GameStar: Aber weiter im Text: Gibt's noch einen zweiten großen Unterschied zum ersten Starcraft?

Browder: Ja, das Gelände spielt eine wichtigere Rolle, weil es mehr taktische Möglichkeiten bietet, wenn auch simple. Aber gerade darin liegt ja der Reiz von Starcraft: Weil es so schnell ist, können selbst Kleinigkeiten große Auswirkungen haben. Zum Beispiel ist es nun sinnvoller, Truppen auf Anhöhen zu platzieren. Außerdem gibt es Einheiten wie den Reaper, der Böschungen einfach überspringt. Oder den Stalker, der sich teleportiert. Oder den Viking, der sich vom Mech in einen Flieger verwandelt. Außerdem kann man Bodentruppen hinter manchen Objekten verstecken. Diese frischen Taktiken beleben die Schlachtfelder.

Die terranischen Belagerungspanzer profitieren von ihrem erhöhten Standort. Die terranischen Belagerungspanzer profitieren von ihrem erhöhten Standort.

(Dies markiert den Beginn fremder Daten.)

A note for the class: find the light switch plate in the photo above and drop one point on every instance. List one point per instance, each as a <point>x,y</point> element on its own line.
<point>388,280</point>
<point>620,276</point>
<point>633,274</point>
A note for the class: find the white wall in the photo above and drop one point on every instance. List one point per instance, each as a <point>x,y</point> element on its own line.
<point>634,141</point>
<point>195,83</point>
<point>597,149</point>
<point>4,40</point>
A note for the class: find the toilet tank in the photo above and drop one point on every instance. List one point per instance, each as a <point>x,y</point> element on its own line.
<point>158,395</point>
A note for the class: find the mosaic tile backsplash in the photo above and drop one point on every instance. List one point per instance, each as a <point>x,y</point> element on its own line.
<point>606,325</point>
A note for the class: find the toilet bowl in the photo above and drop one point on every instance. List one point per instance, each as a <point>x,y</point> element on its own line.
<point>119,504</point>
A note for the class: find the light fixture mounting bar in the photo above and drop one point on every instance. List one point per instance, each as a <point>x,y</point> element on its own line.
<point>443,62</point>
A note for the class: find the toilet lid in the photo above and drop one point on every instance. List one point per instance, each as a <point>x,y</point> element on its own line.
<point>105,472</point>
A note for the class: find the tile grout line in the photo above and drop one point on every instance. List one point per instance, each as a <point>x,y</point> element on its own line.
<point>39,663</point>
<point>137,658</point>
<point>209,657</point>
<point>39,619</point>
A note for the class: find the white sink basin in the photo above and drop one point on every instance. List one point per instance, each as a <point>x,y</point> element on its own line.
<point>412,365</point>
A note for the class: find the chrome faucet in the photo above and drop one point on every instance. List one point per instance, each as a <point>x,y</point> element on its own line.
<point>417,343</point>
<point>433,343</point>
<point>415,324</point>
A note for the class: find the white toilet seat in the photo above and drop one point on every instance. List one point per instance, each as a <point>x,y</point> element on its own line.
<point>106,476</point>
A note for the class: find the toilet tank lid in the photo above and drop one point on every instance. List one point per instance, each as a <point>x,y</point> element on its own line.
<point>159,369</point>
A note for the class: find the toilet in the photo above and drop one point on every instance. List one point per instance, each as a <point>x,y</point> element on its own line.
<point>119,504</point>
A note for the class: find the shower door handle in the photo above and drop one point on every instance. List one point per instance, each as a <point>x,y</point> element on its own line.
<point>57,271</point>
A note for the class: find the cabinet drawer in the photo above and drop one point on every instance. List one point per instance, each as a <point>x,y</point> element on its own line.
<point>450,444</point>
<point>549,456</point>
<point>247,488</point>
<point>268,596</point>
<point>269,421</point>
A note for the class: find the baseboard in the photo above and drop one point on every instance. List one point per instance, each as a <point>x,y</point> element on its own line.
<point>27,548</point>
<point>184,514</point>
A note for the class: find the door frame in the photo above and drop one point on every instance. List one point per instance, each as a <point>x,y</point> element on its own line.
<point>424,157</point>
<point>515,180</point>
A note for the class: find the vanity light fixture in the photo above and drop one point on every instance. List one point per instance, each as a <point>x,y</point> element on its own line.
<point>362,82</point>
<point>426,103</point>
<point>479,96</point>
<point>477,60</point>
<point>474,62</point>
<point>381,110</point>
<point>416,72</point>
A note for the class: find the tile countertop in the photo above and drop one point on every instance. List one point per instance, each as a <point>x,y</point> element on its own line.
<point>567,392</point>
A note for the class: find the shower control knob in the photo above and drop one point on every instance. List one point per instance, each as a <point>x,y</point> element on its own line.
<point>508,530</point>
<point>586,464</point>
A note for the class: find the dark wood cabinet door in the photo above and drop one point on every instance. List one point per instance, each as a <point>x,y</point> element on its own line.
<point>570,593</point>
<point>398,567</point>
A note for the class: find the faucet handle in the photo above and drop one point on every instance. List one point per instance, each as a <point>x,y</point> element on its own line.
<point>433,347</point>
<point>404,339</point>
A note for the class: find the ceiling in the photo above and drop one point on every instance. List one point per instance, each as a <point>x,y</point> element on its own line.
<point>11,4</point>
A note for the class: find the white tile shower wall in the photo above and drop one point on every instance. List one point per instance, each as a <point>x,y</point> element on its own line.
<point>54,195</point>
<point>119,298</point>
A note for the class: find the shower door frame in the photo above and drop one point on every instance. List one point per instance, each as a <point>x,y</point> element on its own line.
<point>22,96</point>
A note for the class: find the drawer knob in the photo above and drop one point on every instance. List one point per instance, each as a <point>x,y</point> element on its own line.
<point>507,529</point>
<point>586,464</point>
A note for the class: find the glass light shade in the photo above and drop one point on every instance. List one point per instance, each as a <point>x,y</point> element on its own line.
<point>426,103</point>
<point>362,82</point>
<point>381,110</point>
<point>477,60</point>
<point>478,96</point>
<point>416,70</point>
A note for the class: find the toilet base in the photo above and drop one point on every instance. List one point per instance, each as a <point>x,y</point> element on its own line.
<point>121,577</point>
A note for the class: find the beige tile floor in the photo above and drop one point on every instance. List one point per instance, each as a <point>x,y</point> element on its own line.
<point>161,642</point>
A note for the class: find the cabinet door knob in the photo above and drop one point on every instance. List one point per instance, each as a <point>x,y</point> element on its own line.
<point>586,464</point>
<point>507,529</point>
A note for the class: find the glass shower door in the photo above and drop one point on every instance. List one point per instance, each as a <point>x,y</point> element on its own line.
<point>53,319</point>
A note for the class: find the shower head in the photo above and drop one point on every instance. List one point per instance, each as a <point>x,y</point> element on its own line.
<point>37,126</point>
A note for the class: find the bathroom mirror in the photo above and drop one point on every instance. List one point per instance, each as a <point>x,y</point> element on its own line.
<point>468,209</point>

GameStar: Stimmt, im ersten Teil konnte man Höhenunterschiede nur mit Fliegern überwinden, Stützpunkte auf Plateaus waren dadurch besser geschützt. Wo wir gerade dabei sind: Von welchen Vorteilen profitieren denn Einheiten auf Anhöhen?

Browder: Man kann sie von unten nicht sehen. Zumindest, wenn man keine Späher, Flieger oder Spezialtalente wie den terranischen Scanner einsetzt. Das kann ein gewaltiger Vorteil sein, besonders für die Terraner mit ihren mächtigen Belagerungspanzern: So lange der Feind sie nicht aufdeckt, können sie ihn von oben ohne Gegenwehr kaputt bomben. Die Zerg profitieren dagegen am wenigsten vom Anhöhen-Bonus, weil ihre Boden-Fernkämpfer nicht allzu weit feuern. Dafür führen sie mit dem Overlord und dem Overseer gleich zwei gute Späher ins Feld. Ansonsten wirken sich die Höhenunterschiede jedoch nicht aus. Im Vorgänger gab es eine gewisse Prozentchance, dass Einheiten am Boden höher gelegene Feinde verfehlen. Das haben wir abgeschafft, weil wir keine Zufallselemente mögen. Die Spieler sollen genau wissen, welchen Vorteil sie haben. Und wie man ihn aushebeln kann.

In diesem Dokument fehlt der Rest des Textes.